Hank's mother reached out and grabbed her son's penis and balls.
"You see my son's little pee-pee?" Martha said to me. "It's always been a rebellious little pee-pee, getting Henry into trouble."
She crunched Hank's cock and balls so tightly that he shrieked.
"You'll have to keep Henry's naughty little pee-pee well punished," Martha told me, as she spanked his cock first with her hand, then with the flat side of the hairbrush.
I was shocked: Hank's cock was swelling into an erection!
"Henry is the kind of little boy who needs a mother's loving discipline," Martha added, paddling his cock with the hairbrush.
Hank was howling in pain now, tears streaking his cheeks.
I didn't know whether to laugh or start crying, too.
Finally, Martha had finished disciplining her errant child.
"Go stand in the corner, Henry, while your wife and I have a chat," she said.
His pants and underpants dragging on the floor, my husband dutifully shuffled over to a corner, standing there with his head bowed.
"Henry doesn't want a wife," Martha said. "He wants a mother--a mother with a hairbrush."
Then Martha handed me the hairbrush in a symbolic transfer of power.

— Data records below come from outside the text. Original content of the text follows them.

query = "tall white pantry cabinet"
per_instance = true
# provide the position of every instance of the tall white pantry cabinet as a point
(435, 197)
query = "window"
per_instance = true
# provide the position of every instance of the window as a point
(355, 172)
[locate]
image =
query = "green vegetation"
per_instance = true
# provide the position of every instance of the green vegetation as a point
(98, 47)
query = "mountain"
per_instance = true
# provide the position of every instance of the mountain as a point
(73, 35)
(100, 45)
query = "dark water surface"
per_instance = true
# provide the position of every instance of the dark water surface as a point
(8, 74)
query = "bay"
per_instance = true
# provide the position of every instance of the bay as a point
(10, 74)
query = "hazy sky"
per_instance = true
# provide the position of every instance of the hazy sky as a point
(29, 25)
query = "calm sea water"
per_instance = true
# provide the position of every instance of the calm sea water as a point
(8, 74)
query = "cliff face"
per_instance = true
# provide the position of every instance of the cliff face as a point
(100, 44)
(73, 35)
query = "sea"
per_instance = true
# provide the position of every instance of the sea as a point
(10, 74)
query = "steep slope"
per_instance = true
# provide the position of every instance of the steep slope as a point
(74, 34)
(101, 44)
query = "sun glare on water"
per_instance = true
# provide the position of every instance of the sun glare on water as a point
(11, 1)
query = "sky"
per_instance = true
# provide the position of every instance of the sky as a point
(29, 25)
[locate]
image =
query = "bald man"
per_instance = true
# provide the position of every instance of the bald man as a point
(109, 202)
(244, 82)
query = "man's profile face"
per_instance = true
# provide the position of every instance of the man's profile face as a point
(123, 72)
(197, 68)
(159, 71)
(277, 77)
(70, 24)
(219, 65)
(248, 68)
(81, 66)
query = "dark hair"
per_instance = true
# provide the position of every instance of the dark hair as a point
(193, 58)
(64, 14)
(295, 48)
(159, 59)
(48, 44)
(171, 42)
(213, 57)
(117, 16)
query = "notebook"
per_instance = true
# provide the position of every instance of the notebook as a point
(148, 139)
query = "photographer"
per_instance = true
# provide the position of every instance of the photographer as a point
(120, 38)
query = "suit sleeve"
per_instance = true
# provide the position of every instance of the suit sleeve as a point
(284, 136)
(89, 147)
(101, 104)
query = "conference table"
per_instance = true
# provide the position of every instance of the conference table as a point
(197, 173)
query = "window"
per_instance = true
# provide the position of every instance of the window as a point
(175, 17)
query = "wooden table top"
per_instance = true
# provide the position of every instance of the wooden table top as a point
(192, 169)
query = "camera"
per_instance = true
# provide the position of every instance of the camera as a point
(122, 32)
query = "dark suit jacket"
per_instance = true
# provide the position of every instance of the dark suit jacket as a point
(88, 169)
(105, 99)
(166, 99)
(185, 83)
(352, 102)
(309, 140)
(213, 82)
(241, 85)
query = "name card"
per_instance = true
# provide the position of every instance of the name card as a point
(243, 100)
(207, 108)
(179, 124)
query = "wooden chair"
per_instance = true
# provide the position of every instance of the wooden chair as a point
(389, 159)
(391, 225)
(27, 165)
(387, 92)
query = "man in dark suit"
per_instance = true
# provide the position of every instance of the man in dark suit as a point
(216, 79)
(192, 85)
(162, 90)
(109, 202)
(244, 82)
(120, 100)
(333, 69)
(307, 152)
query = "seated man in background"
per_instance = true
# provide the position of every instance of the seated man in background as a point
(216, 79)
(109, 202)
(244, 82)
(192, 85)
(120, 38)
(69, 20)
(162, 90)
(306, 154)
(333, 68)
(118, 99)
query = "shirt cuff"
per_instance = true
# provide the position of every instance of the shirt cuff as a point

Nowadays my husband doesn't stay late at the office. He doesn't disappear on weekends either.
In private, at home, I call him Henry. He calls me Mommy.
When he's been a good boy, I pull out my breast and let him suckle my tit for a while, pretending he's drinking mother's milk.
When he's bad, I liberally apply the hairbrush to his bare ass and cock.
I wanted a husband, instead I got a dutiful, obedient child.
I wanted a man, instead I got a kind of mouse.
But hamsters--and Henrys--make nice pets.